In line with Jack’s proposal, we initially felt that a sane and clear deductible chain id that infers metadata about the actual network to whom the id is assigned was a valid aim and a desired goal.

However in our attempt to try to represent all of the relevant data properties in a 4 bit hex word, we ended up subverting the limitations outlined in the proposal above, however only by agreeing to another set of limitations.

The intermediate proposal that came in response to this one suggested the two following:

  • Represent properties of the node by designating chain id ranges per node property
  • Calculate chain ids as a function of the node properties: (network type, node type, project etc…)
  • Accommodate the limitations presented in the previous proposal:
    • Keep a space for the possibility of 64 shards per chain
    • Keep in mind that we have two already locked-in chain ids.

The tl;dr version of the proposal was to:

  • Establish an index for the network types we support identified by decimal values.(i.e: Mainnet=1, Testnet=2…)
  • Establish an index for the node types we support identified by decimal values. (i.e: full,=1 archival=2, sentry=3…)
  • Establish an index for the projects/chains we support identified bydecimal values (i.e: pocket=1, ethereum=2…)

Then, estimate how many nodes will we need per project should allow chain ids space for, which was calculated following this simple logic:

  • Assume all projects will have shards at a given point in time, and we’ll host 64 shard nodes per project
  • Assume we want to spin 1 node per network per node type per project
  • Assume we want to run Subgraph nodes as well.

The math was:

Count of Nodes/Project
= 64 + 8 * 4
= 96 + 4’.

Where:
8 is the supported node types,
4 is the supported network types
4’ is the subgraph nodes.

We can run 100 nodes per project.
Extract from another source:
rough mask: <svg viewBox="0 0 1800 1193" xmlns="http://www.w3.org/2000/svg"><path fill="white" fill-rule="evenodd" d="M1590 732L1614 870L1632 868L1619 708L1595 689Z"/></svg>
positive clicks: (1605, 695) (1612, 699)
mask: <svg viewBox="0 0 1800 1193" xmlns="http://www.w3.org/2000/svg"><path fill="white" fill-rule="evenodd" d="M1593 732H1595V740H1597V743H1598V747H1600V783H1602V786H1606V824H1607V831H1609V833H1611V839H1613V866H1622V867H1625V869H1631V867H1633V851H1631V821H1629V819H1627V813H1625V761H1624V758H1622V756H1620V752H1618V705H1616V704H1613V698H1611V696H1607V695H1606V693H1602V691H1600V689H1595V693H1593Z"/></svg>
We have the possibility of assigning 65536 chain ids, this means we can support 655 projects, and for each project provide 100 unique chain ids.

The ranges should be established by network type, meaning we will have 4 main ranges + subgraph range, and within each network type range, we have 8 chain ids per project to assign one for each node type running on that network type.

Then we can start assigning chain ids according to the following formula:

DecimalChainId = 655 * (NodeTypeId - 1) * RangeId + (projectId-1) + (NodeTypeId-1)

then convert the DecimalChainId to Hex.


An example application of this formula on the currently locked in chain ids:

  • 0001: Pocket Mainnet Full
    • ProjectId: 2 (Check projects index, pocket=2)
    • RangeId: 1 (Mainnet =1)
    • NodeTypeId: 1 (Full)

Math:

655 * (1 - 1) * 1 + 1*(2 - 1) + (1 - 1) = 1


Then we can convert the resulting decimal chain id to a 4 bit hexadecimal:

1 (dec) = 0001 (hex/4bits)

  • 0021: Ethereum Mainnet Full
    • ProjectId: 34 (Check projects index)
    • RangeId: 1 (Mainnnet)
    • NodeTypeId: 1 (Full=1)

Math:

655 * (1 - 1) * 1 + 1* (34 - 1) + (1 - 1) = 33


Then we can convert the resulting decimal chain id to a 4 bit hexadecimal:

1 (dec) = 0021 (hex/4bits)

The more elaborate version of this is available in this notion document

Although this approach is quite deterministic, we did not feel comfortable moving forward with it given the 655 projects capacity it presented and the fact that it does not scale properly if we ever move to longer hex sentences (5bit or more).